# Enigmata: Scaling Logical Reasoning in Large Language Models with Synthetic Verifiable Puzzles

This folder contains supplementary materials for our NeurIPS 2025 submitted paper "Enigmata: Scaling Logical Reasoning in Large Language Models with Synthetic Verifiable Puzzles".

## Data Availability

Enigmata is a comprehensive benchmark that evaluates large language models' reasoning capabilities across seven distinct categories of puzzles. The complete Enigmata benchmark dataset will be publicly released upon paper publication. This folder currently contains a subset of sample tasks for demonstration purposes.
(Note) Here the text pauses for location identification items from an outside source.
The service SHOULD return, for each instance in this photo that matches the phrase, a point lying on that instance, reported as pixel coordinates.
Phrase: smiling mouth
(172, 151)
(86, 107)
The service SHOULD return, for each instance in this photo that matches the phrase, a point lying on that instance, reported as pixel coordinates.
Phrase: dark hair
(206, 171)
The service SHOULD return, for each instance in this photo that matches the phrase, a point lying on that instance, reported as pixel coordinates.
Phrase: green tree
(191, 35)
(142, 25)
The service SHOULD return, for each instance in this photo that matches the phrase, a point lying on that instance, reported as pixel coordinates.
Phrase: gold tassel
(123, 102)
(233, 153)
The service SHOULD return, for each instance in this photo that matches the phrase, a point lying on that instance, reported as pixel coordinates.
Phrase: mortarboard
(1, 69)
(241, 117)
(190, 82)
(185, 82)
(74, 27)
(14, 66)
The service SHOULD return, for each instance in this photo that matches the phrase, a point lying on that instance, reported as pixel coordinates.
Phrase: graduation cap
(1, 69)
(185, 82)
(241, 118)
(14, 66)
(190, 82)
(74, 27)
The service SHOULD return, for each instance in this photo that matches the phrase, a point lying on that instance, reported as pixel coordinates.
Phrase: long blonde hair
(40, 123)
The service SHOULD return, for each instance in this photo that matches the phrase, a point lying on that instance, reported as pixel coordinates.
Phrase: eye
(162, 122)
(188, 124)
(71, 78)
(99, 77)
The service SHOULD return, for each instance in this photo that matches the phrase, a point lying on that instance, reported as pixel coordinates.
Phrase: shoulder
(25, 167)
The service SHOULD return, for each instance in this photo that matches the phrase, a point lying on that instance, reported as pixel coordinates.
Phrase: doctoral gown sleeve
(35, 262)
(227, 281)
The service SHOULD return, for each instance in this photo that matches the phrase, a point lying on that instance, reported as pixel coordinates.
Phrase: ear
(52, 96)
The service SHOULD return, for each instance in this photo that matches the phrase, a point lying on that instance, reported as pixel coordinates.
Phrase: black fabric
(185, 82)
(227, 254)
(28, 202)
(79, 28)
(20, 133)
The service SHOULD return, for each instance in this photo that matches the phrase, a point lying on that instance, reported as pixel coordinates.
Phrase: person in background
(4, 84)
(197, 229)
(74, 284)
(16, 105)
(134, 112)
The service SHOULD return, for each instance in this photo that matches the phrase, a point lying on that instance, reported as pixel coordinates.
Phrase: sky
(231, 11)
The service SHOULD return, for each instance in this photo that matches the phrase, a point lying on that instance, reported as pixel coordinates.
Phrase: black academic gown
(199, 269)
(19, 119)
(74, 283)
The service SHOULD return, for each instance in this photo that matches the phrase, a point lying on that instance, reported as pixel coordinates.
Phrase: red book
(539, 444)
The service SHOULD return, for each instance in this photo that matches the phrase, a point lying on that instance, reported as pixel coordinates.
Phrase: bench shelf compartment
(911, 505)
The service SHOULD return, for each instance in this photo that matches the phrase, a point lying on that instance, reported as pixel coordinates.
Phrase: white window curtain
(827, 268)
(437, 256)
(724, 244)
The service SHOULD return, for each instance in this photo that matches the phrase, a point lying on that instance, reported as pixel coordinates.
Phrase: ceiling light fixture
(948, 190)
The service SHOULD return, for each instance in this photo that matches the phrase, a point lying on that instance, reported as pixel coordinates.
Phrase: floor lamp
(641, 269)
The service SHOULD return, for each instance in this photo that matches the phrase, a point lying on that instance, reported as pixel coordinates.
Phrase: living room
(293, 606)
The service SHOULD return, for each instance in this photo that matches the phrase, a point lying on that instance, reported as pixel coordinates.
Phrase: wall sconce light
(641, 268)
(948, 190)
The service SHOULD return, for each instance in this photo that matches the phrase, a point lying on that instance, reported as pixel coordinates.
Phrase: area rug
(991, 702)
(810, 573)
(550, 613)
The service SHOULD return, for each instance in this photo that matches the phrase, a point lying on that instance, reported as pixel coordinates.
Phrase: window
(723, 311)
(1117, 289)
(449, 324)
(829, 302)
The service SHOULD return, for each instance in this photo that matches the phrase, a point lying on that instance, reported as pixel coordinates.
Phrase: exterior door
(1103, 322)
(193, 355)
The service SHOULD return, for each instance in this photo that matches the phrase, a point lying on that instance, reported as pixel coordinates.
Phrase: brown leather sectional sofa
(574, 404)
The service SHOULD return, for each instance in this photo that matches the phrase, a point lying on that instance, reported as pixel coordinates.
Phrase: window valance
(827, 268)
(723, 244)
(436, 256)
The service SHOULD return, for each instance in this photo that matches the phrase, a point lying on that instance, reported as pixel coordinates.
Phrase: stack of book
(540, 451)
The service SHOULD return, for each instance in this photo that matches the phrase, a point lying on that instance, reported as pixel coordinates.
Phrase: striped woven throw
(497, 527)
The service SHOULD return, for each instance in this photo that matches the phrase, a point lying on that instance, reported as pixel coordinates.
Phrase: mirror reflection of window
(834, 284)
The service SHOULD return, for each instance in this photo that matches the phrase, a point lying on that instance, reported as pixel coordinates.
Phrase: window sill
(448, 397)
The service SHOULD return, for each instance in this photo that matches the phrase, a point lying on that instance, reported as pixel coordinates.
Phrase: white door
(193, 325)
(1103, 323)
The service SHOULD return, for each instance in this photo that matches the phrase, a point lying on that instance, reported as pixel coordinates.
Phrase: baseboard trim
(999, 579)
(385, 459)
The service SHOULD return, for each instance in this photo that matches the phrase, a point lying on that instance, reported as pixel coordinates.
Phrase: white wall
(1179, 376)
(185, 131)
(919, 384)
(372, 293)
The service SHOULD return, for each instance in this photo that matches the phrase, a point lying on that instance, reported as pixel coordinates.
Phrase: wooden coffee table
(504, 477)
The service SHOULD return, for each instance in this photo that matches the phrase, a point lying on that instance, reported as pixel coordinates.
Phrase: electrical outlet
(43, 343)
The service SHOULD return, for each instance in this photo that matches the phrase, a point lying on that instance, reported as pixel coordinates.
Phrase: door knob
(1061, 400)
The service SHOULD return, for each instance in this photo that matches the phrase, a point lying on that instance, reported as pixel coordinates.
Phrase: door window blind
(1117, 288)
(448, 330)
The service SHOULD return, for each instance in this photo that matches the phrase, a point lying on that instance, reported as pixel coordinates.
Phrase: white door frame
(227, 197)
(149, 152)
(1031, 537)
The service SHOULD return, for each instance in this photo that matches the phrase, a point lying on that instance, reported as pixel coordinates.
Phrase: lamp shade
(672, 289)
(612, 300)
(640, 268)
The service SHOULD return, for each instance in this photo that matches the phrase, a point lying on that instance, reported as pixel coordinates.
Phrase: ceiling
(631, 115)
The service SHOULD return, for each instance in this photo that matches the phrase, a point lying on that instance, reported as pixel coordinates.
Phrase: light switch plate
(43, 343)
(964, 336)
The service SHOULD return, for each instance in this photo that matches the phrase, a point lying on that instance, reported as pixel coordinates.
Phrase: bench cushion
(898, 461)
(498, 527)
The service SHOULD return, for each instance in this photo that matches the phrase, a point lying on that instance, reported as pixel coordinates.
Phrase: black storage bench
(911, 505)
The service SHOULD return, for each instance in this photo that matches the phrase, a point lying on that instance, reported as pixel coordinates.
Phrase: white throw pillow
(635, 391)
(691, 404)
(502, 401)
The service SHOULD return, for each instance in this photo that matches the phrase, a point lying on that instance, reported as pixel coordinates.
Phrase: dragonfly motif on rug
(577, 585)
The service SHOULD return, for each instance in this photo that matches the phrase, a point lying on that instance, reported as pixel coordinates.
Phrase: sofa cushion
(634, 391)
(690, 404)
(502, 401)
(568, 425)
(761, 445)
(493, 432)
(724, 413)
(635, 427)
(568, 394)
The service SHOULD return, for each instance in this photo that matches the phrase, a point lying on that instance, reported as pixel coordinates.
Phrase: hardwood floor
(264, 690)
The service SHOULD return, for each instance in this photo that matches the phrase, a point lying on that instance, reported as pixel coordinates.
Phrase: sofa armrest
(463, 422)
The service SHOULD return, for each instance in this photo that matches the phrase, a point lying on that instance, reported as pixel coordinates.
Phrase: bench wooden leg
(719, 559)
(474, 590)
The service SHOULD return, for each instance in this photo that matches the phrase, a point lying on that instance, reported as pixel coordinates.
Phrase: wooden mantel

The full dataset will include:
- Complete task sets for all puzzle categories
- Detailed task descriptions and rules
- Evaluation metrics and baselines
- Additional task variations and difficulty levels

## Task Categories

The benchmark consists of the following puzzle categories:

1. **Crypto Puzzles**
   - Evaluates cryptographic understanding and pattern recognition
   - Sample task: Crypto KPA

2. **Arithmetic Puzzles**
   - Focuses on numerical reasoning and arithmetic operations
   - Sample task: Game24

3. **Logic Puzzles**
   - Assesses deductive reasoning and inference capabilities
   - Sample task: Zebra Logic

4. **Grid Puzzles**
   - Challenges models with structured grid-based problems
   - Sample task: Sudoku

5. **Graph Puzzles**
   - Focuses on reasoning about nodes, edges, and paths
   - Sample task: Hamiltonian Path

6. **Search Puzzles**
   - Tests efficient exploration of state spaces
   - Sample task: Car Painting

7. **Sequential Puzzles**
   - Focuses on sequence understanding and prediction
   - Sample task: Sixteen Puzzle

## Data Format

The sample data is provided in JSONL format, with each line containing:
- Task description and rules
- Input data
- Expected output
- Metadata including difficulty level and task type

## Usage

1. Sample data can be found in `Enigmata_sample_data.jsonl`
2. Additional task examples are available in the `Enigmata_sample_tasks/` directory
3. The results of Qwen2.5-32B-Enigmata are provided in `Qwen2.5-32B-Enigmata_sample_result.jsonl`